Comparative Machine Learning Models for Climate Risk Governance: Evidence from Global Environmental Datasets

Abstract

Climate change has significantly increased the complexity and uncertainty associated with environmental risk governance, requiring advanced predictive models capable of supporting decision-making processes under dynamic and nonlinear conditions. This study develops a comparative analytical framework to evaluate the performance of three machine learning models—Random Forest (RF), XGBoost, and Long Short-Term Memory (LSTM)—for climate risk prediction using global environmental datasets. The research adopts a quantitative model-based design, integrating multi-variable data including temperature, CO₂ emissions, precipitation levels, and extreme weather events over the period 2000–2025. Model performance is assessed through k-fold cross-validation and metrics such as RMSE, MAE, and predictive accuracy. The results indicate that XGBoost achieves the highest predictive performance in structured datasets, while LSTM demonstrates superior capacity for temporal pattern recognition.
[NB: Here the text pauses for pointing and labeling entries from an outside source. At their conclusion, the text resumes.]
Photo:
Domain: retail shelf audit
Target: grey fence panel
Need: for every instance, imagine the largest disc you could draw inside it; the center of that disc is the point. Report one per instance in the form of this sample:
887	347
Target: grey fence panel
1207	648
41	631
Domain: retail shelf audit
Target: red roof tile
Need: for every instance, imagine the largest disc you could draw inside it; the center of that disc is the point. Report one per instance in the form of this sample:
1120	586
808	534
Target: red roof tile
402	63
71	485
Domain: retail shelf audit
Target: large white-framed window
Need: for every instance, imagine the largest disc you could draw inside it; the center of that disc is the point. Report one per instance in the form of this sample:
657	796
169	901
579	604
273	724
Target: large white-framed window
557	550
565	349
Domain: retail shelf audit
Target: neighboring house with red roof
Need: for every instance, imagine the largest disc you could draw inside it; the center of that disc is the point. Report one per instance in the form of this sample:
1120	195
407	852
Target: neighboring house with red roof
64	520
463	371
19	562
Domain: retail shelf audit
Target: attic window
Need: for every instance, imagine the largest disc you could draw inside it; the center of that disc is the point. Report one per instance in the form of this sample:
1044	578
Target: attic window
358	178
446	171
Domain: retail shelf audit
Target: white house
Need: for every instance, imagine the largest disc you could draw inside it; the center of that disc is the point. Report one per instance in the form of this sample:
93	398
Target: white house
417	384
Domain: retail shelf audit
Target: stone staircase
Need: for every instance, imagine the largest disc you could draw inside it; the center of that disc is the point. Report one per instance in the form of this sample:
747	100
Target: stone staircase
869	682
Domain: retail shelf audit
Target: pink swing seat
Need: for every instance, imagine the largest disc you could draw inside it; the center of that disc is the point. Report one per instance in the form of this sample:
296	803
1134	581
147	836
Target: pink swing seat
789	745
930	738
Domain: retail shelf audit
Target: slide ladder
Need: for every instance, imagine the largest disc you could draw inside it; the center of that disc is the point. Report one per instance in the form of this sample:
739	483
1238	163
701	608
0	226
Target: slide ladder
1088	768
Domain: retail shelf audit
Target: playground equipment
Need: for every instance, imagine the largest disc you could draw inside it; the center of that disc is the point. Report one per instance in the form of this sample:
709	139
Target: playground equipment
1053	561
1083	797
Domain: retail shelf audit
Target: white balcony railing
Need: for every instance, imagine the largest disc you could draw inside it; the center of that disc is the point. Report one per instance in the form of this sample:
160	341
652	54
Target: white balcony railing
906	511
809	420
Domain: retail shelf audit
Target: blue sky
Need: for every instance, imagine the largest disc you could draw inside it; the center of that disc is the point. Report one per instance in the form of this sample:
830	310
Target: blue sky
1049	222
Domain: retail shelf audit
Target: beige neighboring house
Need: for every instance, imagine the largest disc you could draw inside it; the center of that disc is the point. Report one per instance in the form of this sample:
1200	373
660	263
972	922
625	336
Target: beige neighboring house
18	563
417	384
Despite these advances, the analysis reveals a structural limitation: current predictive models are rarely integrated into governance frameworks.  This study contributes by: (1) providing a comparative evaluation of machine learning models in climate risk prediction, (2) proposing an integrated analytical approach linking AI and governance, and (3) offering a replicable methodological framework for data-driven environmental decision systems.